Net metering is the policy that makes residential solar financially viable for millions of homeowners. It allows you to send excess solar electricity back to the grid and receive a credit on your utility bill. Here is how it works and why it matters.

What Is Net Metering?

When your solar panels produce more electricity than your home uses during the day, the excess flows back to the utility grid. Your electric meter literally runs backward, giving you a credit. At night or on cloudy days when your panels produce less, you draw from the grid and those credits offset the cost.

At the end of each billing cycle, you only pay for the net electricity you consumed - hence the name net metering.

How Net Metering Saves You Money

Without net metering, any excess solar electricity would be wasted unless you had battery storage. Net metering effectively turns the grid into a free battery, storing your excess production as bill credits.

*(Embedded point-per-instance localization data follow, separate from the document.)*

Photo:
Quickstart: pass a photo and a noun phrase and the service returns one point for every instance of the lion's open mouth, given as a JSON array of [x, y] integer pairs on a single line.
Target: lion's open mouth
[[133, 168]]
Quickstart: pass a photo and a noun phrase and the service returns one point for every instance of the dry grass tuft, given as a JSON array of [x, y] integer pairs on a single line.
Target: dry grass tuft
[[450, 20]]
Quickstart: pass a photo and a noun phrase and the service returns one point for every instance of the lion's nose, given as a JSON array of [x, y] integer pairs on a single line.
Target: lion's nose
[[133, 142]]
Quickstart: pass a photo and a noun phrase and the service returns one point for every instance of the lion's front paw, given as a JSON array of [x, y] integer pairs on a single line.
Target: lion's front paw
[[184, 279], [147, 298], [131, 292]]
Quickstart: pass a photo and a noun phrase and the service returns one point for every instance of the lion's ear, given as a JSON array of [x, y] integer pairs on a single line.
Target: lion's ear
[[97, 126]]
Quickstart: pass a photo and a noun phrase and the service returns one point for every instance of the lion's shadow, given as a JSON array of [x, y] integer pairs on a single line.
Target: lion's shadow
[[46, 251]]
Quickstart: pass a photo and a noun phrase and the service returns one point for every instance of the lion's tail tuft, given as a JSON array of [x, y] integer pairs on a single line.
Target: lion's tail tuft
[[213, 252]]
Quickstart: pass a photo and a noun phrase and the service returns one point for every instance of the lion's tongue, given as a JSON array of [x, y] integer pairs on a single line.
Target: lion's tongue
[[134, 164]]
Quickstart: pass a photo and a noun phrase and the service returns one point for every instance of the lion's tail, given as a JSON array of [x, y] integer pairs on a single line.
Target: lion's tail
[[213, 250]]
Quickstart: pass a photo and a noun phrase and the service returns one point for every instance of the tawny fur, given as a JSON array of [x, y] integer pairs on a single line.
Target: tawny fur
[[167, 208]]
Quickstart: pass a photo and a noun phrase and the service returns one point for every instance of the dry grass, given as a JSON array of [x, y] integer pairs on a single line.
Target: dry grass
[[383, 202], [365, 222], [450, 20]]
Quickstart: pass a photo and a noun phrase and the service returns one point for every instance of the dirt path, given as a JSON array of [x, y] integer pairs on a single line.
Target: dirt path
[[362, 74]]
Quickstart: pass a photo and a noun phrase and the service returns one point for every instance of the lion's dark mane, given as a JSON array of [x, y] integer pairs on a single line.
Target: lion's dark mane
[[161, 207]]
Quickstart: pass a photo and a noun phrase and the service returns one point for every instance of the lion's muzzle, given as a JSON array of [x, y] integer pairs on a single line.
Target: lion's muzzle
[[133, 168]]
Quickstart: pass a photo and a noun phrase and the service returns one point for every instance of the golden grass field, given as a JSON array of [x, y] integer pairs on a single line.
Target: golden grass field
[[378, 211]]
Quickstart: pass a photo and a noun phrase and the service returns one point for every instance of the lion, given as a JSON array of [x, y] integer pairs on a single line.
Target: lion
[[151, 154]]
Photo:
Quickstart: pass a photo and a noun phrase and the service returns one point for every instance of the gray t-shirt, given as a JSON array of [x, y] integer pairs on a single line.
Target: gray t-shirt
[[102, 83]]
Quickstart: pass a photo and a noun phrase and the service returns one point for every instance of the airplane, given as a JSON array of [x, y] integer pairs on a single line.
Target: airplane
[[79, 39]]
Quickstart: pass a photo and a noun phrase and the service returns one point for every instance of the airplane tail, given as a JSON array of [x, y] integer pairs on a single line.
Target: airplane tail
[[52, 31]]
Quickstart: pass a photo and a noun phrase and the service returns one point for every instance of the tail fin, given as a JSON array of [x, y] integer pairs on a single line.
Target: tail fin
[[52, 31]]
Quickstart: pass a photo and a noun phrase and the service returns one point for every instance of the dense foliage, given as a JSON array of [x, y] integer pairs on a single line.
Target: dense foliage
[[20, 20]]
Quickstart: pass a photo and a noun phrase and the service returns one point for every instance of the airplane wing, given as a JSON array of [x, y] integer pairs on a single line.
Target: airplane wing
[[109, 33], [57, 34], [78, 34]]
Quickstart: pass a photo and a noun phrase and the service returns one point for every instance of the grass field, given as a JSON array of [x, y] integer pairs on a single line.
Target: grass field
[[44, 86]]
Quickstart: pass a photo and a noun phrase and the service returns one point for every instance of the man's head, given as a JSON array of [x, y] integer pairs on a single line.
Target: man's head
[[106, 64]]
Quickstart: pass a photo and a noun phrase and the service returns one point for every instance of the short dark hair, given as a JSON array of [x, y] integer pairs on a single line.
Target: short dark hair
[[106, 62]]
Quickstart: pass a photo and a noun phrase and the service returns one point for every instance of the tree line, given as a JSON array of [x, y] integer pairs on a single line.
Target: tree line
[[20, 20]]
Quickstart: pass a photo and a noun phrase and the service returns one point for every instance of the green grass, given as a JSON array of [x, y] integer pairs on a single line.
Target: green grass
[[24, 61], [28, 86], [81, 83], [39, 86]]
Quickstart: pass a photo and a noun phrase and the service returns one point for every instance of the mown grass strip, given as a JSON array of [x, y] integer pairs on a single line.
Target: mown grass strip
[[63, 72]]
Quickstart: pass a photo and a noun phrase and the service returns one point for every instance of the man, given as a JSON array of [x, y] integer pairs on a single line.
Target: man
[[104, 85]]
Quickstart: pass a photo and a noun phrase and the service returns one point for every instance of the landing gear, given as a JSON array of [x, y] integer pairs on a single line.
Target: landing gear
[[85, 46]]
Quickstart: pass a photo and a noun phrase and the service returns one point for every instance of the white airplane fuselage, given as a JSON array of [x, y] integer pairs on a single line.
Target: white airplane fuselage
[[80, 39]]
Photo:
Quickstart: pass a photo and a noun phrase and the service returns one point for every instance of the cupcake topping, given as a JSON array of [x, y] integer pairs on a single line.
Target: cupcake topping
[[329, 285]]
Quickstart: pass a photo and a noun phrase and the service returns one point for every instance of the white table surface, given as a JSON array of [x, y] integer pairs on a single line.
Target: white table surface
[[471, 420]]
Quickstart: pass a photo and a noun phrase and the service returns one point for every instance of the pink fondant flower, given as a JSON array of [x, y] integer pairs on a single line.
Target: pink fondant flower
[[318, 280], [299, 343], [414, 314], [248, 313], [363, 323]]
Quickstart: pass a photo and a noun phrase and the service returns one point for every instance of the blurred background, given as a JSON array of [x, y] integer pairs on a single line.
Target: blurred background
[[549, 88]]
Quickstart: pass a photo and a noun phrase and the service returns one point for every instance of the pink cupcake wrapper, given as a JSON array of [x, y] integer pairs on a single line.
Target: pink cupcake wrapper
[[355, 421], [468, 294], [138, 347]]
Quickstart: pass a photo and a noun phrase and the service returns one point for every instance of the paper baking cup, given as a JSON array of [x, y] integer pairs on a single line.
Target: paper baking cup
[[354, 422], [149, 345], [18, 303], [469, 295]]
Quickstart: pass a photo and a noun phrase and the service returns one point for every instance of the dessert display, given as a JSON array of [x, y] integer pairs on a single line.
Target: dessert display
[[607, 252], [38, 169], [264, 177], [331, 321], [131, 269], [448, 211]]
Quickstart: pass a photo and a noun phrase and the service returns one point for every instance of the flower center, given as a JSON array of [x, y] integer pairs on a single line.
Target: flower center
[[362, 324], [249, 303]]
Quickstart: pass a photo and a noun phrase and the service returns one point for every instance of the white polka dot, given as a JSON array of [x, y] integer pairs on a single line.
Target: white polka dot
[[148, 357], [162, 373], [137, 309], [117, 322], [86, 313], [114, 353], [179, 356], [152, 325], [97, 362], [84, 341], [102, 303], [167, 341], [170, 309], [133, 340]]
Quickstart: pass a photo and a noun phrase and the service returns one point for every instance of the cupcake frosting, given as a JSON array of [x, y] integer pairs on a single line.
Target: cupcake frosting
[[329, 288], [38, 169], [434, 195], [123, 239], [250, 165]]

  • Daytime overproduction - Your panels generate credits while you are at work
  • Evening consumption - You use those credits when the sun goes down
  • Seasonal balancing - Summer overproduction credits offset higher winter bills

The value of your credits depends on your state's net metering policy. Some states offer full retail rate credits, while others pay a reduced wholesale rate. Check the Electricity Rates by State tool to see current rates in your area.

Net Metering Policies by State

Net metering rules vary significantly across the country. Here are examples from three major solar markets:

  • California - Transitioned to NEM 3.0 in 2023, which uses time-of-use export rates instead of full retail credits
  • Texas - No statewide net metering mandate, but some utilities offer voluntary buyback programs
  • Florida - Full retail rate net metering for systems up to 2 MW

Is Net Metering Going Away?

Several states have modified their net metering programs in recent years, but the trend is toward reform rather than elimination. Most utilities recognize that distributed solar provides grid benefits and are implementing updated rate structures rather than removing incentives entirely.

The key takeaway: if your state currently offers strong net metering, installing solar sooner rather than later locks in the current policy for your system's lifetime in many jurisdictions.

Frequently Asked Questions

Do all states have net metering?

No. While most states have some form of net metering or solar buyback program, policies vary widely. Some states mandate full retail rate credits, others offer reduced rates, and a few have no statewide policy at all.

Can I make money from net metering?

In most states, excess credits either roll over monthly or are paid out at a reduced rate at year-end. It is rare to receive a check larger than your annual electricity costs, but net metering can effectively eliminate your electric bill.

Does net metering work with battery storage?

Yes. With a battery, you can store excess solar for personal use and only export to the grid when your battery is full. This strategy is especially valuable in states where export credits are lower than the retail electricity rate.